Пришла мне в голову одна странная сцена из истории Дархи и Халиноми, весьма занятная с точки зрения психологии. Повзрослевшая Дархи встретилась с Халиноми, которые шли в составе войска, захватившего ее город, и трудно сказать, были ли обе стороны рады встрече. В конце концов, оставшись без защитников и друзей, Дархи сделалась наложницей Халиноми.
В первый раз сблизившись с Ладише, она вынула у него из волос иглу и перерезала крест-накрест знак милосердия на его лбу. Объяснила она это так (не дословно, но смысл похожий): чувак, я в душе не ебу, почему ты носишь этот знак, но убиваешь и грабишь так же, как твои друзья, тебе не кажется, что он лишний? На что Ладише ответил (снова же не дословно): хз, может, ты и права.
Видно, правой он ее все же не считал, потому как на следующий день перерисовал свое солнце над порезами и носил так все время, пока те не зажили. И вот, когда эта сцена впервые пришла мне в голову, я, наученная голливудскими фильмами, трактовала ее так: женщина, лишившаяся дома, в отчаянии ранит одного из своих пленителей, стремясь причинить ему боль и зачеркнуть ненавистное солнце, так лицемерно украшающее его лоб. Ладише, в свою очередь, сознает вину, а потому не противится Дархи и не наказывает ее, принимая жест отчаяния как заслуженную кару.
Но потом я отошла от современных штампов и задумалась. Между тем, как Дархи лишилась дома, и тем, как она стала наложницей Халиноми, прошло, по меньшей мере, два месяца, и все эти дни Халиноми пытались утешить ее и развеселить, а когда поняли, что не могут, оставили в покое, дав ранам затянуться временем. Если отчаяние и владело ею первые дни, оно давно должно было уступить место обреченности, а та, в свою очередь, умиротворению.

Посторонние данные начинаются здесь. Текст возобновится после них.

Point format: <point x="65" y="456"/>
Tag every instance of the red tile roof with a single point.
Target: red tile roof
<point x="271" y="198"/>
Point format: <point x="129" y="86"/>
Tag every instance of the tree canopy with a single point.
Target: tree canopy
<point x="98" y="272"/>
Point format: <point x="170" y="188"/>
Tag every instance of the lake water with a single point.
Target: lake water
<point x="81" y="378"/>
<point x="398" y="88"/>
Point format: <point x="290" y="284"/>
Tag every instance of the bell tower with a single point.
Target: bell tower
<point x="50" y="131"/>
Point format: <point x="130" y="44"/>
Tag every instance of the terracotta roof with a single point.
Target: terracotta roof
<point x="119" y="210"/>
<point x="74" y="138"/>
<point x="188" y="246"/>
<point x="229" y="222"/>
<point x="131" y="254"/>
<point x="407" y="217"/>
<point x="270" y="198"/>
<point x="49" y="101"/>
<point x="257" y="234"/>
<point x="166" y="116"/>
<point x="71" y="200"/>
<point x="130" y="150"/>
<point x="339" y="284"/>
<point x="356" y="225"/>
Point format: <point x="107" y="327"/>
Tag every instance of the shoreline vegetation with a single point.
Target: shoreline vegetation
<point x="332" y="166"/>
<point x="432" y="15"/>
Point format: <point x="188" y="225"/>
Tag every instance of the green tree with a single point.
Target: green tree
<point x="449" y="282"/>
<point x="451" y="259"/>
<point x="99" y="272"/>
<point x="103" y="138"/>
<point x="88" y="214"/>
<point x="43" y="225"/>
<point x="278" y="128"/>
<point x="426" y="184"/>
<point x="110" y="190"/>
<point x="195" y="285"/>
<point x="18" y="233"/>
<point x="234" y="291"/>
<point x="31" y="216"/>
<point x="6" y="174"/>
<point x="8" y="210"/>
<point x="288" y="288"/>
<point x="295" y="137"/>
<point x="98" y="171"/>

И то, что случилось между Дархи и Ладише, служит доказательством не ненависти, но близости. Как там Емец писал: степень близости определяется тем, сколько раз ты можешь пнуть другого и не получить за это люлей. Солнце на лбу Ладише привлекло внимание Дархи еще в отрочестве своим безобразным противоречием. Возможно, еще девочкой она хотела стереть его, зачеркнуть, смыть с лица, но как могла маленькая рабыня позволить себе подобную дерзость по отношению к господину? Лишь спустя много лет, оказавшись в его объятиях, она вдруг поняла, что их дружба, наконец, позволяет пнуть и не получить ответного пинка. Тогда Дархи исполнила давнее свое желание, и, верно, на краткий миг была удовлетворена.
Ладише, возможно, понял, что ею двигало: в тот миг она была не женщиной, одержимой яростью и болью, но девочкой, с отчаянной смелостью следующей всегдашнему "если очень хочется, то можно". Наверное, потому он и не стал обострять. Несмотря на то, что фактически Дархи была права и на поле боя он не отличался милосердием, отчего-то ему было важно носить на лбу знак мира и пощады, потому на следующий день Ладише перерисовал его.